Différence entre calcul théorique et mesure sur site
Le calcul théorique est indispensable au stade de la conception. Il permet de valider des choix de sections, de vérifier le comportement attendu des protections et de comparer plusieurs variantes d’architecture. En revanche, la mesure sur site reste incontournable pour confirmer l’impédance réelle de boucle. Sur le terrain, l’installation comporte des tolérances de fabrication, des serrages, des raccords, des températures variables, parfois des longueurs différentes des plans initiaux. Une mesure d’impédance de boucle permet de confronter la réalité au modèle de calcul.
Le bon réflexe professionnel est donc le suivant : calcul en phase étude, vérification documentaire au moment de l’exécution, puis mesure et essais lors de la réception. Cette approche limite le risque de non-conformité et renforce la sécurité d’exploitation.
Bonnes pratiques pour fiabiliser un calcul de courant de défaut TN
- Utiliser les longueurs réelles de cheminement et non les distances à vol d’oiseau.
- Prendre en compte la section réelle du PE, surtout lorsqu’elle est différente de la phase.
- Appliquer un facteur de température adapté au niveau de prudence recherché.
- Vérifier la cohérence entre le courant de défaut calculé et la courbe de déclenchement du dispositif.
- Ne pas oublier les parties amont, notamment l’impédance de transformateur et des liaisons principales.
- Contrôler la continuité des liaisons de protection.
- Confirmer par mesure lorsque l’installation est réalisée.
Références utiles et sources d’autorité
Pour approfondir les bases de la sécurité électrique, les grandeurs normalisées et les bonnes pratiques de prévention, vous pouvez consulter les ressources suivantes :
- OSHA – Electrical Safety
- NIST – Guide for the Use of the International System of Units
- University of Washington – Electrical Safety Manual
Conclusion
Le calcul du courant de défaut en régime TN n’est pas un simple exercice académique.
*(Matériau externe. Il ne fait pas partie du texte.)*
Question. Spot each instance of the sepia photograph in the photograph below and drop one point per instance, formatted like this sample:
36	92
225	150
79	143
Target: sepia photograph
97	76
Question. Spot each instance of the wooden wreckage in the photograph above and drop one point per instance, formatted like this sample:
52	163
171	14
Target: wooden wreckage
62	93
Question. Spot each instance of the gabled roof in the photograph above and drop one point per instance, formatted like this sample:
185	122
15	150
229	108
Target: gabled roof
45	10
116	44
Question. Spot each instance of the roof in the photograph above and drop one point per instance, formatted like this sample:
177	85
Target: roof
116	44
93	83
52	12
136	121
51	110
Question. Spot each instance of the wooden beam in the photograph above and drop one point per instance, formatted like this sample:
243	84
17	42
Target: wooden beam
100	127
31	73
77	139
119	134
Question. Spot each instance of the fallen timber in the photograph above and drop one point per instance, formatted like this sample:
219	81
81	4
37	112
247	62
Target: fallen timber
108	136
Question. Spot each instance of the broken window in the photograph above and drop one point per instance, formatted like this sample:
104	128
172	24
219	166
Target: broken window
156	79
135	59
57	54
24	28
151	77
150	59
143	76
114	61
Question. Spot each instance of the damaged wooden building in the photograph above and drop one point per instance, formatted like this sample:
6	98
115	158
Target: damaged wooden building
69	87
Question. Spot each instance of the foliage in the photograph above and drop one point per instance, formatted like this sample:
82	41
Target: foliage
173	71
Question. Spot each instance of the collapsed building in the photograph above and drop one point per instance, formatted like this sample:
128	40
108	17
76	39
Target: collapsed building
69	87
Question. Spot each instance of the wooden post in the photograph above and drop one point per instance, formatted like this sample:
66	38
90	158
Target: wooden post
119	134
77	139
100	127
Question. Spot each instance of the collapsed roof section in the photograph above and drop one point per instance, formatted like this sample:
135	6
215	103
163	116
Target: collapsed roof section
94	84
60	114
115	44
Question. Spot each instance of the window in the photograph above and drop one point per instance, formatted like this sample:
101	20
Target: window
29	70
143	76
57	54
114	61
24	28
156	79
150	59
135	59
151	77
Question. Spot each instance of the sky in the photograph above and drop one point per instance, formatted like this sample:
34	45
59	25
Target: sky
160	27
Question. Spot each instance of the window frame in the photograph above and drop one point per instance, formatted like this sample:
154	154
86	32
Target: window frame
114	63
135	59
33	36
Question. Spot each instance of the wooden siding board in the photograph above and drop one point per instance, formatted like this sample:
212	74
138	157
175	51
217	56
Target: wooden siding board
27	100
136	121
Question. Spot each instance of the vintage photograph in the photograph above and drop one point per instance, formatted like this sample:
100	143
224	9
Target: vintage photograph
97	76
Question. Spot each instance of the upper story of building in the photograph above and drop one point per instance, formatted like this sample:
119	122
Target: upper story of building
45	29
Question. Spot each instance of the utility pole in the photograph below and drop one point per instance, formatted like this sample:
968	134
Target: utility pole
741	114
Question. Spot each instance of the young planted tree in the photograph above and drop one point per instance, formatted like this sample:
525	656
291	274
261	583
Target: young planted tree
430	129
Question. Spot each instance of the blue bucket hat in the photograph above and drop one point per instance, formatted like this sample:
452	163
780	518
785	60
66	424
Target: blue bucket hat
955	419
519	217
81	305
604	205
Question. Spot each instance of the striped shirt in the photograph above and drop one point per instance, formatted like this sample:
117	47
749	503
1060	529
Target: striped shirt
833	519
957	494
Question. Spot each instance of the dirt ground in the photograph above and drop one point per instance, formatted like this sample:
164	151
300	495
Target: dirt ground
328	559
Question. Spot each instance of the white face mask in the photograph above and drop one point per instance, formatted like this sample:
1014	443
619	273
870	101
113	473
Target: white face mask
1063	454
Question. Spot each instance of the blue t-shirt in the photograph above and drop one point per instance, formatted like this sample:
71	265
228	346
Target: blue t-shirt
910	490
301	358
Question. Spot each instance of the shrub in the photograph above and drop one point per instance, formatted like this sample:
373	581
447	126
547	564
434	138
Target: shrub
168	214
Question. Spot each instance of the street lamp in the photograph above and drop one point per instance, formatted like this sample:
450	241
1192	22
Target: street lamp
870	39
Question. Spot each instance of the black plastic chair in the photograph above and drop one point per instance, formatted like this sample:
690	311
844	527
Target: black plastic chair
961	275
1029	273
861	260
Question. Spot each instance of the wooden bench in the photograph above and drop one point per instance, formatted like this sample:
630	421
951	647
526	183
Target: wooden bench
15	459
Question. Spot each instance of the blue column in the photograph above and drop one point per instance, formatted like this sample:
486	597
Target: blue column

Il conditionne la capacité réelle d’une installation à éliminer rapidement un défaut dangereux. La formule simplifiée basée sur la tension simple et l’impédance de boucle permet déjà d’obtenir une estimation très utile, à condition de soigner les hypothèses : matériau, longueur, section, température et impédance amont. Le résultat doit ensuite être confronté au comportement attendu du disjoncteur ou du fusible. Si le courant de défaut est trop faible, les solutions classiques consistent à réduire la longueur, augmenter la section, modifier l’architecture de distribution, rapprocher le tableau, ou choisir une protection plus adaptée dans le respect des règles applicables.
En résumé, une installation TN bien conçue repose sur une boucle de défaut de faible impédance, des liaisons de protection continues et des dispositifs de protection capables de couper rapidement. L’outil de cette page vous aide à obtenir une première estimation fiable, à comparer plusieurs hypothèses et à documenter votre réflexion technique avant vérification normative complète et contrôle sur site.